Carbon and Water Economies of Well‐Watered and Water‐Deficient Cotton Plants Treated with Mepiquat Chloride

Abstract

The growth regulator mepiquat chloride (MC) (1,1‐dimethylpiperidinium chloride) inhibits leaf expansion, reduces leaf diffusive resistance, and reduces leaf photosynthetic rates when applied to cotton (Gossypium hirsutum L.). Whole‐plant studies in a controlled environment were conducted to evaluate the effect of MC on the C and water economies of ‘Stoneville 825’ cotton plants growing under well‐watered and water‐deficient conditions.
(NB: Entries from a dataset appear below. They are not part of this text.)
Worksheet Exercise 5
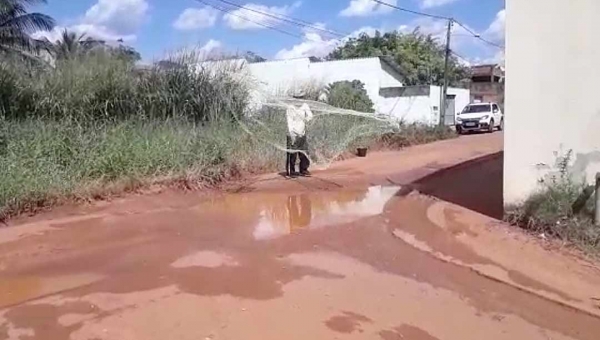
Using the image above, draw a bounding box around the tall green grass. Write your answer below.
[506,151,600,256]
[0,53,452,219]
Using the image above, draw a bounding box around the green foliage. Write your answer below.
[0,51,248,122]
[506,150,600,253]
[46,29,104,61]
[379,123,456,149]
[326,80,375,112]
[0,53,460,220]
[327,29,469,86]
[243,51,267,63]
[0,0,54,57]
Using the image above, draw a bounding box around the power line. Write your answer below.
[371,0,504,49]
[371,0,452,20]
[450,50,471,63]
[196,0,303,39]
[205,0,349,37]
[452,19,504,50]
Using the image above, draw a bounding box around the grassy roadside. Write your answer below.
[0,53,454,220]
[0,117,454,219]
[506,152,600,257]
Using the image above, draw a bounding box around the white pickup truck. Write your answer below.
[456,103,504,134]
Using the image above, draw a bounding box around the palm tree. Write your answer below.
[49,29,104,60]
[0,0,54,55]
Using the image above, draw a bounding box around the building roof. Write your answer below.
[471,64,504,77]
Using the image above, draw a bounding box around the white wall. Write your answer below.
[310,58,381,103]
[248,58,311,94]
[248,58,402,107]
[378,86,471,125]
[378,95,437,124]
[379,60,404,88]
[504,0,600,204]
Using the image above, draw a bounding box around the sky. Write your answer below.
[31,0,504,63]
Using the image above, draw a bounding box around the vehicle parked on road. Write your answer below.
[456,103,504,134]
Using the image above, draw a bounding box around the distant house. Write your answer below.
[202,57,470,125]
[470,64,504,107]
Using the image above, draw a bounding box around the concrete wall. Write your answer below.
[378,86,471,125]
[504,0,600,204]
[310,58,381,103]
[248,58,402,109]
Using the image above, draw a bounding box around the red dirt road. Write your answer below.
[0,134,600,340]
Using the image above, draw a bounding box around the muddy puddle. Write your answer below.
[0,186,600,340]
[196,186,400,240]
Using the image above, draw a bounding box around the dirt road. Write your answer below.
[0,134,600,340]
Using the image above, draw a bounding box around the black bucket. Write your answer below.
[356,148,367,157]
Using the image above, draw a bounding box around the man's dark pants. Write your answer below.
[286,135,310,174]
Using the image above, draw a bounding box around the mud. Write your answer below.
[0,133,600,340]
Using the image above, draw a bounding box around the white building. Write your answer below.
[234,57,470,125]
[504,0,600,204]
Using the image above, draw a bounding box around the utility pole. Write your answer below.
[440,19,454,126]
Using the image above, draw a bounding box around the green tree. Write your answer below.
[49,29,104,60]
[0,0,54,56]
[327,28,469,86]
[243,51,267,64]
[110,44,142,63]
[326,80,375,112]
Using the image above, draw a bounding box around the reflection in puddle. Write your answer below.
[0,273,102,308]
[253,186,398,240]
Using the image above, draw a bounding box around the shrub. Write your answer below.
[506,151,600,252]
[379,123,456,149]
[326,80,375,112]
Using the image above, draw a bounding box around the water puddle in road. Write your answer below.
[199,186,399,240]
[0,273,102,308]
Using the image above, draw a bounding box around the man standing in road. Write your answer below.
[286,90,313,176]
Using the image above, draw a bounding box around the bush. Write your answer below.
[506,151,600,252]
[0,53,460,219]
[326,80,375,112]
[379,123,456,149]
[0,53,248,122]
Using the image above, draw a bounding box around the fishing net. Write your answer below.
[234,90,399,169]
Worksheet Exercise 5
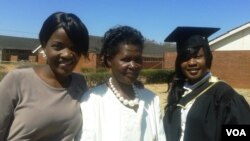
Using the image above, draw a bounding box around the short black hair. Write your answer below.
[101,25,144,67]
[39,12,89,56]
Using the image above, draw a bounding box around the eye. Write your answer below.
[121,57,131,62]
[51,43,63,50]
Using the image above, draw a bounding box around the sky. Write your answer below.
[0,0,250,43]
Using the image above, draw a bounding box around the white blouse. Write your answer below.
[81,84,166,141]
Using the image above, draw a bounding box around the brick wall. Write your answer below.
[164,51,250,89]
[212,51,250,88]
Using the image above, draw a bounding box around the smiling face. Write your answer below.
[43,28,81,77]
[108,44,142,85]
[180,48,209,83]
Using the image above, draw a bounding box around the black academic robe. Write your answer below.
[163,81,250,141]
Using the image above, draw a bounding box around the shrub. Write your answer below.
[140,69,174,84]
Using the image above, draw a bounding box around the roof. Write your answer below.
[0,35,40,50]
[209,21,250,46]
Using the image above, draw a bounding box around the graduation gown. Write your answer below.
[163,81,250,141]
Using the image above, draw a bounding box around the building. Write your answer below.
[0,35,168,72]
[0,35,39,62]
[209,22,250,88]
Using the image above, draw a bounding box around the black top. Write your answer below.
[163,81,250,141]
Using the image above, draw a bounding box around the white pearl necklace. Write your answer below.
[109,78,139,107]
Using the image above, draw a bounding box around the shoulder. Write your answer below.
[1,68,34,80]
[136,88,159,101]
[82,84,108,101]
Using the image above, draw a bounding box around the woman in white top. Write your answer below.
[81,26,165,141]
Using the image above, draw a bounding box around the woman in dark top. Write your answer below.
[164,27,250,141]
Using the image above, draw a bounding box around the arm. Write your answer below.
[154,96,166,141]
[0,72,17,140]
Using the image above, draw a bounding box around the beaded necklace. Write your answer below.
[109,78,139,108]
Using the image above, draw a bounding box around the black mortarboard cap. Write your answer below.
[164,26,220,51]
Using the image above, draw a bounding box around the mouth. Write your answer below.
[58,59,74,66]
[187,68,200,75]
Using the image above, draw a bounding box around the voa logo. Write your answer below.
[226,129,247,136]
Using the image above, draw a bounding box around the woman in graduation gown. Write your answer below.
[163,27,250,141]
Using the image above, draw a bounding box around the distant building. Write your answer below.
[0,35,39,62]
[0,35,169,72]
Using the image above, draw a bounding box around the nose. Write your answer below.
[61,48,73,58]
[188,58,197,65]
[129,61,142,69]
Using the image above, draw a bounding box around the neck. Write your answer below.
[111,77,135,99]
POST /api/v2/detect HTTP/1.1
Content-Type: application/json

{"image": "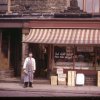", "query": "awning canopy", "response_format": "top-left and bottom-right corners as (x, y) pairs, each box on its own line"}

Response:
(23, 29), (100, 44)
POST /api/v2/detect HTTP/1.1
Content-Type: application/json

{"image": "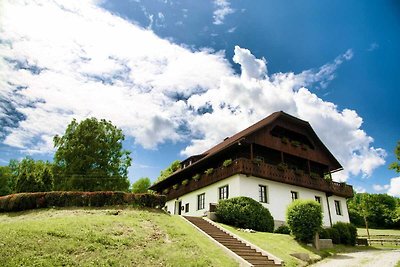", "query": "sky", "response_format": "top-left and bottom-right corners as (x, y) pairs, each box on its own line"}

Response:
(0, 0), (400, 196)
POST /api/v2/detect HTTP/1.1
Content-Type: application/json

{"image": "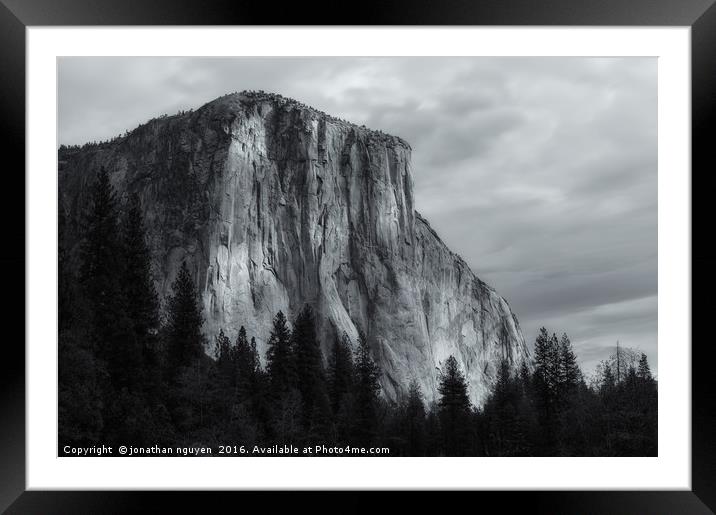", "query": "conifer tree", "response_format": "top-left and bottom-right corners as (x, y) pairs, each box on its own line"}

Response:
(559, 333), (582, 394)
(234, 325), (259, 402)
(122, 194), (159, 351)
(167, 261), (204, 375)
(80, 168), (142, 392)
(438, 355), (471, 456)
(266, 311), (296, 400)
(328, 333), (353, 414)
(637, 352), (654, 381)
(81, 168), (125, 348)
(354, 331), (381, 445)
(404, 379), (425, 456)
(291, 304), (329, 434)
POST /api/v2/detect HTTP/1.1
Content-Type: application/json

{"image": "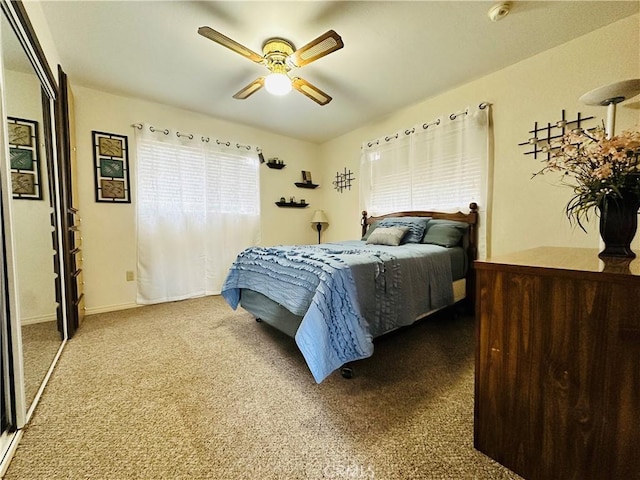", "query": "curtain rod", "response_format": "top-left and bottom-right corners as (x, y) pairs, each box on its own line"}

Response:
(363, 102), (491, 148)
(131, 123), (262, 153)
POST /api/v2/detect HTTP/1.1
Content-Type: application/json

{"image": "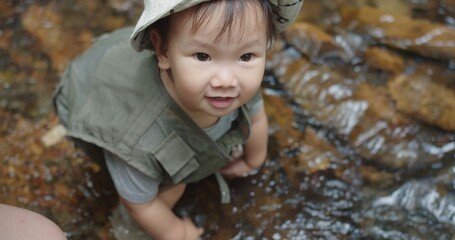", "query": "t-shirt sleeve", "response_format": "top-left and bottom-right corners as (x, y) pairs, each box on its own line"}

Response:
(104, 150), (160, 203)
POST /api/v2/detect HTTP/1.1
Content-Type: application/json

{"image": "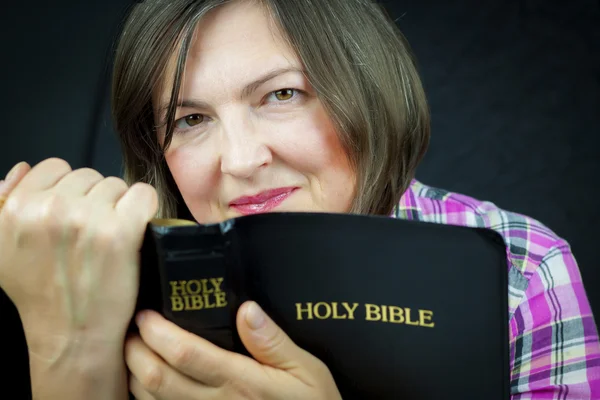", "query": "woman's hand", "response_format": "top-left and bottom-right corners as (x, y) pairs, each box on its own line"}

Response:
(125, 302), (341, 400)
(0, 159), (158, 399)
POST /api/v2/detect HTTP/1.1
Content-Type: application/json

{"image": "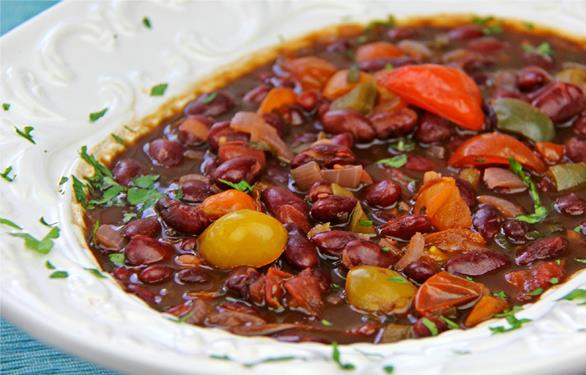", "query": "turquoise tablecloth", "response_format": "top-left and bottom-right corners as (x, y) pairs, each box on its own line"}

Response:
(0, 0), (115, 375)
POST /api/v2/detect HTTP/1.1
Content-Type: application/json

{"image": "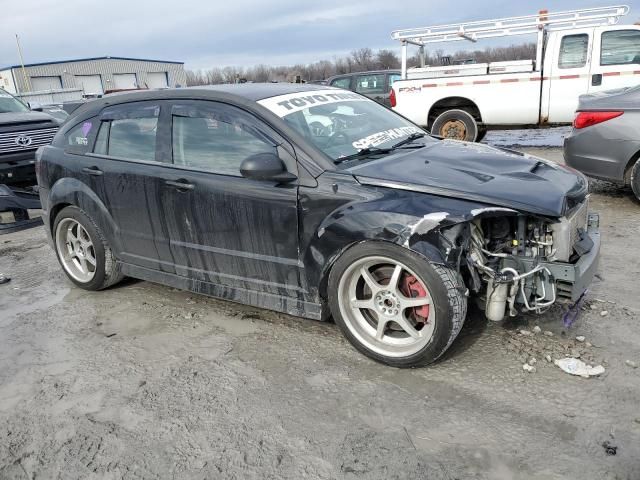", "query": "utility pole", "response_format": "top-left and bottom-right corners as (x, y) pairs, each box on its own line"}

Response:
(16, 33), (31, 92)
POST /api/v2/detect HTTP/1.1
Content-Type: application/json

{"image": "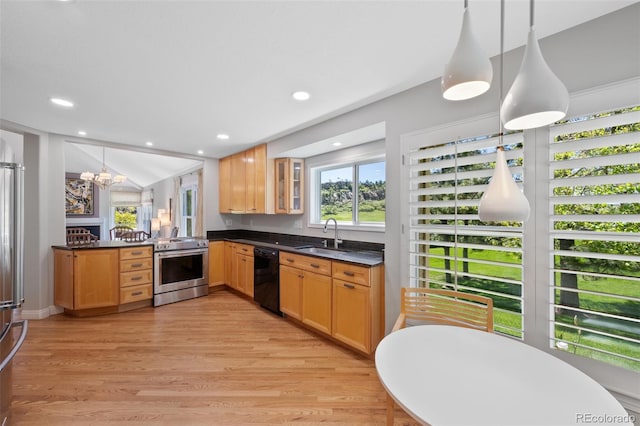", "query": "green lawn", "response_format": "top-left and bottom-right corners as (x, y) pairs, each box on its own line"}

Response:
(428, 248), (640, 371)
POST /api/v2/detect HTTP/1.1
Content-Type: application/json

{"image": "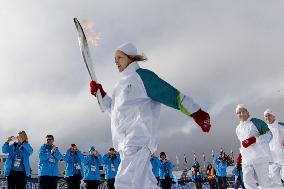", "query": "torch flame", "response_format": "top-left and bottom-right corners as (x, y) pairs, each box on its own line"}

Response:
(82, 18), (101, 47)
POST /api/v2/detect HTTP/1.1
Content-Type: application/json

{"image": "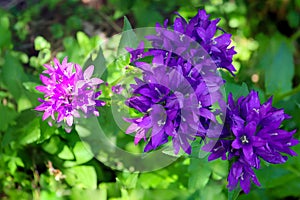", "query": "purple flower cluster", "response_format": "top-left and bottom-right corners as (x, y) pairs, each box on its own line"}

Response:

Single, well‐irrigated plants were transferred from a nursery room into test chambers when they reached a leaf area of 0.05 m2 and were exposed to the following combinations of treatments: treated or not treated with MC and maintained well irrigated or not irrigated. MC treatment consisted of spraying 12 ± 1 mL plant−1 of a solution with a concentration of 27.3 mg a.i. L−1. Environmental conditions were typical of sunny humid days in central Texas. Carbon exchange rates and water loss rates were monitored hourly; leaf area, leaf water potential, and leaf osmotic potential were measured daily. Mepiquat chloride inhibited plant leaf area expansion, daily transpiration, daily gross C uptake, daily C loss, and daily net C gains in both water regimes; however, transpiration, gross C uptake, and net C gains of water‐stressed plants were less inhibited in MC‐treated plants than in nontreated plants toward the end of the water stress cycle. Mepiqnat chloride did not affect C‐use efficiency of cotton plants under either water regime nor the water use efficiency (WUE) of well‐watered plants, but reduced WUE of water‐stressed plants, which indicates a possible inhibition of the leaf internal photosynthetic capacity. Mepiquat chloride did not affect leaf water and osmotic potentials of well‐watered plants, but helped to maintain leaf turgor potential in water‐stressed plants. It was concluded that MC induces a water‐conservative behavior in cotton through its effect on plant leaf area and delays the onset of water stress in plants growing under water‐deficient conditions.